We know that the following property conditional expectation holds, assuming $\mathbb E[|X|]<\infty$:
$\mathbb E\left( {\mathbb E\left( {X|Y} \right)} \right) = \mathbb E(X)$
Could anyone give me some intuition into this? why when we take the expected value again, knowing the random variable Y will not affect the expected value of X.
The intuition - meaning let's forget about rigor and probability spaces for a second, and just develop a mental cartoon picture of the concept - is actually quite straightforward:
Inside the LHS of the equation $\mathbb E\left( {\mathbb E\left( {X|Y} \right)} \right) = \mathbb E(X)$ we find $\color{blue}{\mathbb E\left( {X|Y} \right)},$ which conditions the expectation of the random variable $X$ on the value of the random variable $Y.$ As such, $ {\mathbb E\left( {X|Y} \right)}$ is actually a random variable, and a function of $Y.$ It is not a number, but a measurable function ${\mathbb E\left( {X|Y} \right)}:Y \to \mathbb R.$ As you slide across the domain of $Y,$ the expectation of $X$ changes, provided they are dependent.

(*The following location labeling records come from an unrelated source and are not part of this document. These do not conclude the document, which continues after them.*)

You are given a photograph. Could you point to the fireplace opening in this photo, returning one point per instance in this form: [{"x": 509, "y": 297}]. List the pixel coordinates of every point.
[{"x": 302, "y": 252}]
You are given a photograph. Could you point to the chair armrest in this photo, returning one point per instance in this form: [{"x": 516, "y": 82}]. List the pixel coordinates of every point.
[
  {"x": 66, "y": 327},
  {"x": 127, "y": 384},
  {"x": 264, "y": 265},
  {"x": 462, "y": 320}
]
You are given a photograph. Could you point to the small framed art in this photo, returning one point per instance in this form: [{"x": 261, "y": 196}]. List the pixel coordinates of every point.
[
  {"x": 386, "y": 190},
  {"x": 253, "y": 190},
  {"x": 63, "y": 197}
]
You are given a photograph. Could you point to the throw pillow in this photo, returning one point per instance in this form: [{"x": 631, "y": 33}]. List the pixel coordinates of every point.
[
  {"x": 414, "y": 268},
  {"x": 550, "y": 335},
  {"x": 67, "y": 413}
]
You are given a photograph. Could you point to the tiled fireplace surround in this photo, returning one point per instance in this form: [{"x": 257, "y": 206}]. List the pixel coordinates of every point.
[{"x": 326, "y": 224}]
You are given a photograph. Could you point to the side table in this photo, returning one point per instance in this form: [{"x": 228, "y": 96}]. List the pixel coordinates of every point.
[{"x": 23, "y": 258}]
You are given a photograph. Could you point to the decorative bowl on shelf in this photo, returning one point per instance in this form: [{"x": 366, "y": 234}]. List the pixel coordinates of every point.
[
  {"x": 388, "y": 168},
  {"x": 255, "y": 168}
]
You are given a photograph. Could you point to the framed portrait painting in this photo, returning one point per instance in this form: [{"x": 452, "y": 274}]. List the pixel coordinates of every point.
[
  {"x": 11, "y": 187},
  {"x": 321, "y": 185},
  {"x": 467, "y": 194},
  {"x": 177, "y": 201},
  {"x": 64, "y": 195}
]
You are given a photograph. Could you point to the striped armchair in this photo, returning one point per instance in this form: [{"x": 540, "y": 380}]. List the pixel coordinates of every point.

But this expression $\color{blue}{\mathbb E\left( {X|Y} \right)}$ is further enclosed within the operator $ {\mathbb E\left( \cdot \right)},$ which means that we are actually looking for the expectation (weighted mean value) across all values of $Y.$ In doing so, we are essentially integrating, and making the individual values of $Y$ irrelevant.
Pictorially,
Again, just an intuition!
I don't know if these diagrams will be of any use to you. I find it useful to think of conditioning as putting a transparency over the sample space.
Let $X_1, X_2$ be two fair, independent coinflips. Denote the outcome of heads by $0$ and the outcome of tails by $1$. Let $S = X_1 + X_2$. The sample space $\Omega$ has four points: $\{(0,0), (0,1), (1,0), (1,1)\} = \{\omega_1, \omega_2, \omega_3, \omega_4\}$, :
First consider the inner conditional expectation, $Z = E[S | X_2]$. Note that $Z$ is a random variable: for each $\omega \in \Omega$, $Z(\omega)$ is a real number. It's simply that $Z(\omega)$ is constant on the sets $X_2^{-1}(\{0\}) = \{(0,0), (1,0)\} = \{\omega_1, \omega_3\}$ and $X_2^{-1}(\{1\}) = \{(0,1),(1,1)\} = \{\omega_2, \omega_4\}.$ In diagram format,
What is the constant value of $Z$ when $X_2 = 0$? It is the conditional probability of $S$ given $X_2 = 0$, which is an average over the $\omega$'s in the set $\{\omega : X_2(\omega) = 0\}$:
$$E[S | X_2](\omega_1) = E[S|X_2](\omega_3) = 0.5.$$
Similarly,
$$E[S | X_2](\omega_2) = E[S|X_2](\omega_4) = 1.5.$$
Now what happens when you do $E[E[S|X_2]]$? You average again. The rule $E[E[S|X_2]] = E[S]$ can be (roughly) read as "the average of the partial averages is the full average".